U.S. equities closed lower, despite receiving a boost after the Federal Reserve raised interest rates. The Dow Jones Industrial Average fell 0.5% to 17,495.84, while the S&P 500 Index lost 0.5% to close at 2,041.89. The Nasdaq dipped 0.8% to 5,002.55.
Almaden Minerals shares were still on the rise, after releasing a positive preliminary economic assessment (PEA) on its Ixtaca gold-silver project in Mexico on Dec. 9. Its shares gained 8.4% to close at US58¢. The study, including the benefits of the recent mill purchase, envisions Ixtaca as a 7,000-tonne-per-day operation, with a 13-year mine life. The throughput is similar to the 2014 PEA’s alternative scenario that envisioned Ixtaca has a small mine, before ramping up to 30,000 daily tonnes in year six. Of note, the initial capital has dropped from US$244 million to US$100.2 million, improving the project’s economics. Assuming a US$1,150 per oz. gold price, the after-tax net present value at a 5% discount rate is US$166 million, with a 30% internal rate of return.
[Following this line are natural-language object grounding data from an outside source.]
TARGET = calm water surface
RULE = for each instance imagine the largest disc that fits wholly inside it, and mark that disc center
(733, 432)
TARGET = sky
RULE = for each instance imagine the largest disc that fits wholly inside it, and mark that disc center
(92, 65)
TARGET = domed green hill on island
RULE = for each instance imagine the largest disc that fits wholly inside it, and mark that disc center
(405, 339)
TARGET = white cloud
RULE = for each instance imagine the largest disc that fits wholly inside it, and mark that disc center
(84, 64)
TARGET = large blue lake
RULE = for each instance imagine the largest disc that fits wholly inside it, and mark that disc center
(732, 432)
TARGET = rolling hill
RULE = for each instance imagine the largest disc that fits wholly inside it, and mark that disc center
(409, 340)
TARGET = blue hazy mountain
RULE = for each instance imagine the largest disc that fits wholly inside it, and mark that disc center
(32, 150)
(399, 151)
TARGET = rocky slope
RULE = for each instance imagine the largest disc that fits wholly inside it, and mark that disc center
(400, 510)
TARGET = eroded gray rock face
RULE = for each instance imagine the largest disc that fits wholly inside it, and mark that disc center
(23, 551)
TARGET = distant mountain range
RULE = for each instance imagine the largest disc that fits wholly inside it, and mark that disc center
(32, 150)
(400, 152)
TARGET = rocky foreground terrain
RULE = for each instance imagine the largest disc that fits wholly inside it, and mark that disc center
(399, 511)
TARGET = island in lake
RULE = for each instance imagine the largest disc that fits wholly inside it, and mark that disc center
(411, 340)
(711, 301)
Annual production should average 55,660 oz. gold and 3.6 million oz. silver, at operating costs of US$684 per equivalent oz. gold.
Cliffs Natural Resources sank 30.5% to US$1.59 per share, after Champion Iron Mines opted to buy the Bloom Lake iron ore mine in the Labrador Trough for $10.5 million — compared to the wallet-busting $4.9 billion Cliffs paid for it when it acquired Consolidated Thompson Iron Mines in 2011. As part of the deal — expected to close in early 2016 — Champion will also receive related rail and mineral assets in Quebec.
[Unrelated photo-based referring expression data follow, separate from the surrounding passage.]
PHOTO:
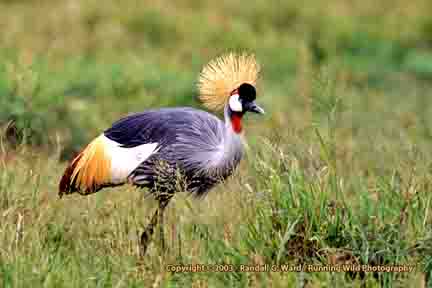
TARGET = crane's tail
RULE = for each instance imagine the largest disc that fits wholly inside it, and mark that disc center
(89, 171)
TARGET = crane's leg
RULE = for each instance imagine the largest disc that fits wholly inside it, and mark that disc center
(157, 219)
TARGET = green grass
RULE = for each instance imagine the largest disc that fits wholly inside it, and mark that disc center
(337, 172)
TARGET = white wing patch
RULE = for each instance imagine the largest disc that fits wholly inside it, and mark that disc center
(125, 160)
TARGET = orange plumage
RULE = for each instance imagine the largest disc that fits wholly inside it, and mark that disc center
(89, 171)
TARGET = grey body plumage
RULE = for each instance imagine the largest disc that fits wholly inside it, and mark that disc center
(173, 149)
(193, 144)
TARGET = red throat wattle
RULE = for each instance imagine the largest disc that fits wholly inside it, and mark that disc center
(236, 122)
Hudbay Minerals fell 20% to US$3.36 per share, on no new corporate news. On Dec. 4, it announced president and CEO David Garofalo would resign so he could become president and CEO at Goldcorp. Hudbay appointed Alan Hair as Garofalo’s replacement, effective Jan. 1, 2016. Hair hosted an investor and analyst luncheon and Q&A session on Dec. 11. The company notes its balance sheet is tight after building the large Constancia mine in Peru, BMO analyst Aleksandra Bukacheva writes in a note. “The Rosemont project is unlikely to go ahead if copper prices stay at or below US$2 per lb.,” she adds, noting Hudbay believes market condition will improve towards 2019.